Lors des matchs ou des pratiques, les soigneurs devraient être responsables de mettre en place le protocole de gestion des commotions cérébrales. Ce protocole est suggéré par le Ministère de l’Éducation du Québec et décrit comment gérer les cas suspects de commotion.
Si un joueur présente des symptômes de commotion (observés ou rapportés), s’il a subi un impact direct à la tête ou un coup ayant entraîné un mouvement brusque de la tête; il faut le retirer de l’activité. Le soigneur doit alors consigner les signes dans un formulaire (SCAT3). Cela inclus des observations et des questions faciles (ex. Est-ce qu’on mène? Où sommes-nous?) pour évaluer l’état physique et mental du joueur. Cela permet aussi de documenter son état et ainsi de mieux évaluer son évolution. Même si le joueur se sent bien et répond correctement aux questions, il ne devrait pas retourner au jeu, car les symptômes peuvent prendre jusqu’à 48 heures à apparaître.

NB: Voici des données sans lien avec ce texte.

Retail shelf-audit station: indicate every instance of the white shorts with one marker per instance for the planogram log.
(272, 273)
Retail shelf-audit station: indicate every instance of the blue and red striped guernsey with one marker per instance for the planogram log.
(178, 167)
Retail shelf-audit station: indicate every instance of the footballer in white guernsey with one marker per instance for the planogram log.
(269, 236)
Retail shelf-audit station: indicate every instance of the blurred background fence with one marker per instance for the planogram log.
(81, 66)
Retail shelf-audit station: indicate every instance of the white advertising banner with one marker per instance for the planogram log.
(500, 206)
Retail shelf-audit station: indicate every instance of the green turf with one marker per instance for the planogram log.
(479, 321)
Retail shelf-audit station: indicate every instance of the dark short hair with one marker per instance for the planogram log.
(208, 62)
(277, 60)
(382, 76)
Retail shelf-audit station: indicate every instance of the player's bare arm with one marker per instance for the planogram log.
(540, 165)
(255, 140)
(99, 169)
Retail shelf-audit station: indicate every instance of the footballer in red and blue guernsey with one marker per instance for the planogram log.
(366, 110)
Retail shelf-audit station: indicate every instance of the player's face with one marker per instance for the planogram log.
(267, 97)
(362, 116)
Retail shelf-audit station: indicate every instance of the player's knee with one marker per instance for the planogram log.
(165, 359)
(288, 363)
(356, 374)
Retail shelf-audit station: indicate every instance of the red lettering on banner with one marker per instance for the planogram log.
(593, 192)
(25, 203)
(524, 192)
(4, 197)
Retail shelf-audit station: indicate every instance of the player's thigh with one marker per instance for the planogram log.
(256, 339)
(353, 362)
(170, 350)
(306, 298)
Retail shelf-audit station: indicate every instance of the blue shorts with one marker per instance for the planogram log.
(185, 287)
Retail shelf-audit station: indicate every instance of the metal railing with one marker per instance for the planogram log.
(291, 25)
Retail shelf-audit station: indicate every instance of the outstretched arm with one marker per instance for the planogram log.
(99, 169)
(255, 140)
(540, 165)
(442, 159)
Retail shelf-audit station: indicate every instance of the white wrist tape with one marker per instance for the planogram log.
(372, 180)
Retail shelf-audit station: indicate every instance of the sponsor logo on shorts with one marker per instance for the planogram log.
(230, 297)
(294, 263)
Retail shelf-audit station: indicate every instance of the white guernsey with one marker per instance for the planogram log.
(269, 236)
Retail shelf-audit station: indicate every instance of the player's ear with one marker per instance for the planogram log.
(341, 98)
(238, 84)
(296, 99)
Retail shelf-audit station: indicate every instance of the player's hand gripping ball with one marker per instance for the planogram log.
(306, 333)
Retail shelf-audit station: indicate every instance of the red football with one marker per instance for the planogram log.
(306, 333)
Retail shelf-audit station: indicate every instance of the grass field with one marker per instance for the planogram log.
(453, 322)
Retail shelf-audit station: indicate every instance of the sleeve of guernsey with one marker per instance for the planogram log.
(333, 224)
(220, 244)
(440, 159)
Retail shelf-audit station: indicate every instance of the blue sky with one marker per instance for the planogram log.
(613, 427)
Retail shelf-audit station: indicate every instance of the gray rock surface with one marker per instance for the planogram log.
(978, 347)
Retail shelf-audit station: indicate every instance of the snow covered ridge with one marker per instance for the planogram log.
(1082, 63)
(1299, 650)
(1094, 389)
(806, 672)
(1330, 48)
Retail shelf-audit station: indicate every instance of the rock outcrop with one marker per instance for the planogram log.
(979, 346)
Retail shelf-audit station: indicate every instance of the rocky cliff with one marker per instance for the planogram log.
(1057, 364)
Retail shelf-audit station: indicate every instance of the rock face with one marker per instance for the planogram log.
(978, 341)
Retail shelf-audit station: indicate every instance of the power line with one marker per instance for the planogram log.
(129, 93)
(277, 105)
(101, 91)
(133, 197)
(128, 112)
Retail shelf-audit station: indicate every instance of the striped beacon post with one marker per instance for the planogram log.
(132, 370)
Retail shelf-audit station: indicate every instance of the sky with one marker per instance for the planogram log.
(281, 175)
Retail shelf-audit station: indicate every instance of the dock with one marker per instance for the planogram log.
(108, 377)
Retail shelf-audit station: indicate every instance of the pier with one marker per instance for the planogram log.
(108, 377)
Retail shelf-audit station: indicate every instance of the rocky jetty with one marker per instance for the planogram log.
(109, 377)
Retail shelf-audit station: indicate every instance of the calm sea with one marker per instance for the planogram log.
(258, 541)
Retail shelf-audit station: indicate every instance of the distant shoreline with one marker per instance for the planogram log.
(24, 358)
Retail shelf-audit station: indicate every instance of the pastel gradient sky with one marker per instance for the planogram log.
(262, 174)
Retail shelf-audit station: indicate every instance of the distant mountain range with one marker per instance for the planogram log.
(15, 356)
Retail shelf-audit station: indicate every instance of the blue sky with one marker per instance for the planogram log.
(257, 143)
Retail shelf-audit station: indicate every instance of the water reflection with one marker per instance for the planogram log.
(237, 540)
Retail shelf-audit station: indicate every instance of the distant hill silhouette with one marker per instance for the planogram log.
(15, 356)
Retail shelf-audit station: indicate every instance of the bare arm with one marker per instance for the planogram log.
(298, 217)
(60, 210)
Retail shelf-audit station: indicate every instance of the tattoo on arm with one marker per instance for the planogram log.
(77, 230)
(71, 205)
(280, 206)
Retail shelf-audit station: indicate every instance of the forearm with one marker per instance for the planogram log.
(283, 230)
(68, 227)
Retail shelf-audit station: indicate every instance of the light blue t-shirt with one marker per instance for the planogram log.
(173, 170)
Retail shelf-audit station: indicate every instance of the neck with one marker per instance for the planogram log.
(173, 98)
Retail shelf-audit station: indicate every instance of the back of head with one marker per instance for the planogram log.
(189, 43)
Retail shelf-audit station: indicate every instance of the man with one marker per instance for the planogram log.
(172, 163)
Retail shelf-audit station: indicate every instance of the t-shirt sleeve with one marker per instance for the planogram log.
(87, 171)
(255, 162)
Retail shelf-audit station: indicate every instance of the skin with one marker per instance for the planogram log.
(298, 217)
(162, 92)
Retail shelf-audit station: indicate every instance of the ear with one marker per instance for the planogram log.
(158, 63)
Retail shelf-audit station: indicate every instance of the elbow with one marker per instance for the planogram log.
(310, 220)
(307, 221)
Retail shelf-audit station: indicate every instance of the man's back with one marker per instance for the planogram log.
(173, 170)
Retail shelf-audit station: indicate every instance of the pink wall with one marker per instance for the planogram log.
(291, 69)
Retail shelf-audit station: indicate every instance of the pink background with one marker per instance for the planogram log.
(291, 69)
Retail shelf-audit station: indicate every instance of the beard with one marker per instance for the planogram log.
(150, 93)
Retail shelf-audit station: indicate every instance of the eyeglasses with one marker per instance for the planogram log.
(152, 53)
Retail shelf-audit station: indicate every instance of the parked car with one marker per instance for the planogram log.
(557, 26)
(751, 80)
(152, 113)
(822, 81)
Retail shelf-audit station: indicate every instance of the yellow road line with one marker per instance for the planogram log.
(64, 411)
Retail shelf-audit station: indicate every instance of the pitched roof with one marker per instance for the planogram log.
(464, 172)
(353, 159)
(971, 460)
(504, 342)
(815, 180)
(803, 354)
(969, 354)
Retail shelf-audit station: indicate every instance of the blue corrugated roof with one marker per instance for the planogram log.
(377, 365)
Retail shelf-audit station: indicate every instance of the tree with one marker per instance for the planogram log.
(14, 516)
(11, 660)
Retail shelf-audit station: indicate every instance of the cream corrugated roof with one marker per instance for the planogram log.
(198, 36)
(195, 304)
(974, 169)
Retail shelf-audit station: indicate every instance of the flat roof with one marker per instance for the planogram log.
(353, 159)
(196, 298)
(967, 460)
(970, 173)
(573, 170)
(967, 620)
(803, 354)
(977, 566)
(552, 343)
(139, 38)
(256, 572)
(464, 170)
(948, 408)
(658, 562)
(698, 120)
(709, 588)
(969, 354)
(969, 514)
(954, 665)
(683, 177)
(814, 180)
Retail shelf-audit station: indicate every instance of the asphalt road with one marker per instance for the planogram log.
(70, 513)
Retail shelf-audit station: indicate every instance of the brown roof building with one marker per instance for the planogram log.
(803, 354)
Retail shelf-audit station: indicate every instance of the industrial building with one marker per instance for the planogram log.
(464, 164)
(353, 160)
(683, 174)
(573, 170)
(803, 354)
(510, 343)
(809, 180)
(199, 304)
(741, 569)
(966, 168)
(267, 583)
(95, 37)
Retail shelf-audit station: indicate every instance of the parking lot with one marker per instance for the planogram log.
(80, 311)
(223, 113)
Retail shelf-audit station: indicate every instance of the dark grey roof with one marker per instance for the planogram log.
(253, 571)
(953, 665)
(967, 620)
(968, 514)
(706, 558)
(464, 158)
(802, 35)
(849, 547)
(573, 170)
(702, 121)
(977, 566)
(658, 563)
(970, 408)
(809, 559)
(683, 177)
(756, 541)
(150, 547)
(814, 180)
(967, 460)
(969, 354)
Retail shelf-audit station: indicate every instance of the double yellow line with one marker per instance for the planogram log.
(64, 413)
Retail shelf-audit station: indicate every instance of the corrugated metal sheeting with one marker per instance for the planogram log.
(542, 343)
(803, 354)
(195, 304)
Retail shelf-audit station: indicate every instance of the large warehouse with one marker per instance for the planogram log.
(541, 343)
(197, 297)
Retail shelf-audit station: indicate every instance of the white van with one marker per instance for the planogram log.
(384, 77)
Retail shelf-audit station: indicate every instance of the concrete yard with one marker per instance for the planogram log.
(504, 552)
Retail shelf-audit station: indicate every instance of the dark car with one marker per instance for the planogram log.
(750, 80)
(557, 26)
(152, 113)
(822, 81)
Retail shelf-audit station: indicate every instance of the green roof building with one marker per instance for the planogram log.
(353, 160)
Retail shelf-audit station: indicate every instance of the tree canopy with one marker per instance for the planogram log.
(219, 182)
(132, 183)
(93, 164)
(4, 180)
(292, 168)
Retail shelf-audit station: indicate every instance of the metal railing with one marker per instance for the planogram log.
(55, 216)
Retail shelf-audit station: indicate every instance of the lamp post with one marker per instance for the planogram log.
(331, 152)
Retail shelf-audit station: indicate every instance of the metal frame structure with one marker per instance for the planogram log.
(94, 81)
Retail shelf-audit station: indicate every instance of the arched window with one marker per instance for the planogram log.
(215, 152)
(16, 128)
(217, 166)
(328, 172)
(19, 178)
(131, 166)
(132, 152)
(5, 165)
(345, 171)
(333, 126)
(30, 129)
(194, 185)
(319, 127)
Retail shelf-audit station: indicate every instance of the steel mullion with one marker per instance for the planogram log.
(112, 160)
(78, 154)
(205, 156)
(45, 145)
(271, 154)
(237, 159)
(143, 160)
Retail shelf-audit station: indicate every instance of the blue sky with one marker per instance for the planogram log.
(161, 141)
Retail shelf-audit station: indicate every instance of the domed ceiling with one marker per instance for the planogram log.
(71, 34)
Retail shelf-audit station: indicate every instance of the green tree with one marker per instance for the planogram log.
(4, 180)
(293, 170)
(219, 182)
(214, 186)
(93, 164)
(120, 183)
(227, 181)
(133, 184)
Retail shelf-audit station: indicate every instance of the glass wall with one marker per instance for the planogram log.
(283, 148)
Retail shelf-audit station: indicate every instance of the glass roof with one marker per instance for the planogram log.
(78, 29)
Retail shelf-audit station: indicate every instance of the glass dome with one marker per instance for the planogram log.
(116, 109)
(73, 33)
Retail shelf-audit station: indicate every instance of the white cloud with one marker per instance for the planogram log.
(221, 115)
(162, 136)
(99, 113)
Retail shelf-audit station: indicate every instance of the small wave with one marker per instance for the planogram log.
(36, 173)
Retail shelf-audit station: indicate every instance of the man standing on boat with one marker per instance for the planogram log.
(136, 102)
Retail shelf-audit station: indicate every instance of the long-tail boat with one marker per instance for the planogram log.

Si le joueur n’a toujours aucun symptôme après 48 heures, il peut retourner au jeu ou à des activités à risque.
Si le joueur présente des symptômes de commotion, il doit amorcer une période de repos initial et consulter un médecin. Le repos initial doit durer au minimum 48 heures. Durant cette période, il faut limiter au maximum les activités intellectuelles et physiques.
Si après 48 heures de repos les symptômes diminuent, on peut amorcer la reprise graduelle des activités intellectuelles et sportives. Premièrement, on reprend les activités intellectuelles (télévision, lecture par période de 15 à 20 minutes). S’il n’y pas d’augmentation des symptômes, on peut reprendre des activités intellectuelles plus structurées (activités scolaires). Avant de reprendre complètement la routine scolaire, il faut qu’il y ait disparition des symptômes.
On peut en parallèle, tout de suite après le repos initial, commencer à faire des faire des exercices légers (vélo, marche rapide, course lente). Si après 24 heures, il n’y a pas d’aggravation des symptômes on peut reprendre l’entraînement individuel sans contact. Si après 24 heures, il n’y a pas d’aggravation des symptômes on peut reprendre l’entraînement avec un coéquipier sans contact.
Pour passer à l’étape suivante, l’entraînement physique en équipe sans contact, il faut que tous les symptômes aient disparus et que l’activité intellectuelle soit reprise complètement.
Avant de reprendre les pratiques en équipe avec contact, il faut une évaluation médicale. Si 24 heures après la pratique les symptômes ne sont pas revenus, on peut reprendre la compétition.
Le temps pour traverser toutes ces étapes peut être variables d’un cas à l’autre. On considère, qu’en moyenne, les signes seront complètement disparus en 10 à 14 jours.
S’il n’y a pas d’amélioration significative au bout de 10 jours, il faut consulter à nouveau un médecin.